B.4. Voormelde grondwetsbepalingen gaan evenwel niet zover dat zij de wetgever ertoe zouden verplichten elk aspect van de vervolging en de bestraffing zelf te regelen. Een delegatie aan de Koning is niet in strijd met het wettigheidsbeginsel in strafzaken voor zover de machtiging voldoende nauwkeurig is omschreven en betrekking heeft op de tenuitvoerlegging van maatregelen waarvan de essentiële elementen voorafgaandelijk door de wetgever zijn vastgesteld.
B.5. De in het geding zijnde bepaling maakt deel uit van de bij het koninklijk besluit van 16 maart 1968 gecoördineerde wetten betreffende de politie over het wegverkeer (hierna de wegverkeerswet genoemd).
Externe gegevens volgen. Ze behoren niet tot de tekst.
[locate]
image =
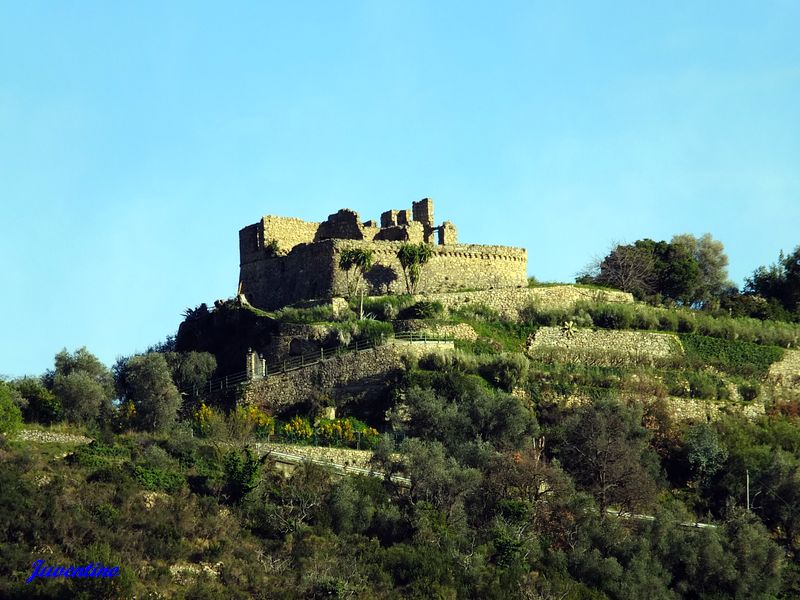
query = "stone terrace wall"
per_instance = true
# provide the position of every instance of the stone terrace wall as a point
(367, 367)
(374, 368)
(509, 302)
(786, 373)
(611, 344)
(687, 409)
(450, 268)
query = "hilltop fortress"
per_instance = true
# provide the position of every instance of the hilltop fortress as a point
(285, 260)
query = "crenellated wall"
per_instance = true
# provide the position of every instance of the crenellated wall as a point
(305, 265)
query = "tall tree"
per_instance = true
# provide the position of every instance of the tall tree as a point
(647, 268)
(603, 447)
(83, 385)
(150, 388)
(779, 282)
(712, 263)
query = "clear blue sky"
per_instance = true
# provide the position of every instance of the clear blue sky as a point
(137, 138)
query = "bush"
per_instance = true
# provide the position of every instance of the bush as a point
(701, 385)
(423, 310)
(613, 316)
(732, 356)
(154, 479)
(43, 407)
(10, 415)
(507, 370)
(749, 390)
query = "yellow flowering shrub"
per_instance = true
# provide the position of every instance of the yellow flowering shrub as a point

Het betreft een kaderwet die in haar drie eerste titels de basisbeginselen inzake de politie over het wegverkeer, de verkeerstekens en het rijbewijs vaststelt en ter zake aan de Koning en, voor wat sommige aspecten betreft, aan andere overheden de bevoegdheid geeft die regels nader uit te werken.
Op grond van die machtiging heeft de Koning bij koninklijk besluit van 1 december 1975 het algemeen reglement op de politie van het wegverkeer vastgesteld. Het is in dat reglement dat op gedetailleerde wijze het verkeer op de openbare weg van voetgangers, van voertuigen, van trek-, last- of rijdieren en van vee wordt geregeld.
Inbreuken op dat reglement worden strafbaar gesteld door middel van artikel 29 van de wegverkeerswet, dat deel uitmaakt van hoofdstuk II (« Overtredingen van de reglementen ») van titel IV van die wet.
B.6. Artikel 29, § 1, van de wegverkeerswet voert drie categorieën in van zware overtredingen van de reglementen uitgevaardigd op grond van die wet en bepaalt voor elk van die categorieën de minimum- en maximumstraffen. De zware overtredingen van de derde graad worden daarbij zwaarder bestraft dan die van de tweede graad, die op hun beurt zwaarder bestraft worden dan die van de eerste graad.
De Koning is ermee belast bij een in Ministerraad overlegd besluit de zware overtredingen aan te wijzen die respectievelijk tot de derde, de tweede of de eerste graad behoren.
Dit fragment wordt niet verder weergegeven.